Sunday, April 17, 2011

Seek

I seek to fill this void deep inside me, that space that can’t be seen. An empty space which I try to fill as putting water into a bucket with a hole in it. I put the things I seek here in this space, but it remains empty. I fill the space as a starving child, but no amount of food can feed me. Everything I seek is as empty as the space I try to fill. I seek love as it slips from me. Like the water in the bucket I receive it as it passes through the bucket to fill others buckets. To hold on to something that can’t be held is painful. Pain that seems to be the only thing that likes to occupy that space that soon becomes me. To know the pain is to let it go until it visits again.
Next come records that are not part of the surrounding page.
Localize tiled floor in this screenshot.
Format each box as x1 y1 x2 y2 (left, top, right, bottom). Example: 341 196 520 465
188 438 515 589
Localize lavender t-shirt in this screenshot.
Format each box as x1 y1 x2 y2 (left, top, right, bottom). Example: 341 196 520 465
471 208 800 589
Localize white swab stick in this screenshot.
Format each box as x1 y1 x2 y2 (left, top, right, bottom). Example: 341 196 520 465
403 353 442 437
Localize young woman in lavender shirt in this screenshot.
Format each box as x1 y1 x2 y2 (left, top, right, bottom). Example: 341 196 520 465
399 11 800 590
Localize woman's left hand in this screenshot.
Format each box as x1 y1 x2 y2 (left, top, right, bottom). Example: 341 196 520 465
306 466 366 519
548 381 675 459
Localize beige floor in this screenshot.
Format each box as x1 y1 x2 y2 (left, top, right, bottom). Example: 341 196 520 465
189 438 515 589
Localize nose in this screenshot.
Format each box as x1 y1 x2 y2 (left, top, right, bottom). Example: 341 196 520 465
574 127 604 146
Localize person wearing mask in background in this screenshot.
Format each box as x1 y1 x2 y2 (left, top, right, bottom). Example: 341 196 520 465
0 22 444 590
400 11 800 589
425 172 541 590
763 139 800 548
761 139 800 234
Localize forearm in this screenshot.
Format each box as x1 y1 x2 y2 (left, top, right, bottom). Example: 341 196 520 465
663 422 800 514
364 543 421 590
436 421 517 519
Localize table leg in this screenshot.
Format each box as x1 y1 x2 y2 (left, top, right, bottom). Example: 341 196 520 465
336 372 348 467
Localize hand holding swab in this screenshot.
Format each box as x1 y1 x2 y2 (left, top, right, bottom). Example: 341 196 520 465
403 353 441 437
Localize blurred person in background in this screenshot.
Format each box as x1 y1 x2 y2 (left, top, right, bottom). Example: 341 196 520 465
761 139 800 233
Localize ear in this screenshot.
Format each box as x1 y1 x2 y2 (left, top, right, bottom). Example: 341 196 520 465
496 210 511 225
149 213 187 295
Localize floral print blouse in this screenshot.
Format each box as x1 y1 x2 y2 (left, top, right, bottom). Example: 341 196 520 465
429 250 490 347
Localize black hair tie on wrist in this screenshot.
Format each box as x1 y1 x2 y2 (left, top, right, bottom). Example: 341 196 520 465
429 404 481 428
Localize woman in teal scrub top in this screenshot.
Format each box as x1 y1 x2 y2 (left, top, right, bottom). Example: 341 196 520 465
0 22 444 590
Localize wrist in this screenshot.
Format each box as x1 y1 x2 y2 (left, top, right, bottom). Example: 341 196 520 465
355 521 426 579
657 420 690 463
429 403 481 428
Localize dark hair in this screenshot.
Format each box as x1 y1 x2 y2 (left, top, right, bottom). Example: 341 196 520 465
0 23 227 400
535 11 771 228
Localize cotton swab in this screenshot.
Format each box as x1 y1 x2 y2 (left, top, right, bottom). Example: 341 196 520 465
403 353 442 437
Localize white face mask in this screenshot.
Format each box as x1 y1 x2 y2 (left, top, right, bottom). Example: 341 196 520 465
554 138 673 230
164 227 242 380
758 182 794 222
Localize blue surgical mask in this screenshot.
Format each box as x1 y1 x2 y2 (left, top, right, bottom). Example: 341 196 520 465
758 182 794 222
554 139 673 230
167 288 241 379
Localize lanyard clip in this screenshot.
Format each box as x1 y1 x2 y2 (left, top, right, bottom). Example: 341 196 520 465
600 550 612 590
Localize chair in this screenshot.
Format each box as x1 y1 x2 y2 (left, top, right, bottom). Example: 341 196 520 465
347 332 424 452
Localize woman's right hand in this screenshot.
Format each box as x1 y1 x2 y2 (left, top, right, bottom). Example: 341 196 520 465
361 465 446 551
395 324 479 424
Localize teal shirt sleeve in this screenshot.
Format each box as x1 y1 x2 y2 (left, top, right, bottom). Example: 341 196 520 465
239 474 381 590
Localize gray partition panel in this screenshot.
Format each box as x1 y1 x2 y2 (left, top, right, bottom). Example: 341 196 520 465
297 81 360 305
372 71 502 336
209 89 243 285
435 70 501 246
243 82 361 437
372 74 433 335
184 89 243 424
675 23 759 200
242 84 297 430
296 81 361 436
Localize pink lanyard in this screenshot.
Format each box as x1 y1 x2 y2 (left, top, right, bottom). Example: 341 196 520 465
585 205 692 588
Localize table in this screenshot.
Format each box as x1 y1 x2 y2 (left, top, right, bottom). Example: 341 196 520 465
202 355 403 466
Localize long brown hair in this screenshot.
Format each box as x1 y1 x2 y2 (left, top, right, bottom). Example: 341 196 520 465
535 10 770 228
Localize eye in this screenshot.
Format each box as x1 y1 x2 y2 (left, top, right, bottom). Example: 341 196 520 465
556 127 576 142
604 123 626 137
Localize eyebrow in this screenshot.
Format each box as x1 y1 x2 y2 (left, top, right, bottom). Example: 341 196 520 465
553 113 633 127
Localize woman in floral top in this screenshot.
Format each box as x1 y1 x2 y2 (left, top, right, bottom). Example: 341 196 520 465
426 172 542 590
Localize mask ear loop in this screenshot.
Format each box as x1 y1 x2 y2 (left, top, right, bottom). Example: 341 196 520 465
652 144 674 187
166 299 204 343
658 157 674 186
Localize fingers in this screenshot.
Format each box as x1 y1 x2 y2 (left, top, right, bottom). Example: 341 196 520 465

The void so easily filled with pain becomes my desire. It fills my void and turns to hate and then turn to God for Justice, but God is empty and not able to fill such a void, but hope keeps God there with pain, hate and anger for Justice. I seek for the Love and Justice of a God, and Savior though hope that is empty, and has to be forced into that empty space just to be as empty as the space it occupies. Then to wake up to this emptiness and see my pain as empty as God, and it all doesn’t mean anything liberated me from my needs and wants. I didn’t need God to be happy, and pain became a friend who could teach me. Things are as they are. I love my life more now then I ever have. I ask only from others of which I give them. Respect for their belief in God, for I once walked that path. I believe in the human sprite, and I guess you could call that God, but its not the same God you believe in. I don’t believe in a place called Hell, only the hell we create for ourselves. I don’t believe in a creator. I do believe we are all brothers and sisters. The only thing religion brought me was pain and self loathing. I do practice Zen Buddhism which some may call a religion, but I practice as a philosophy. May you find you are, and have all you have ever needed.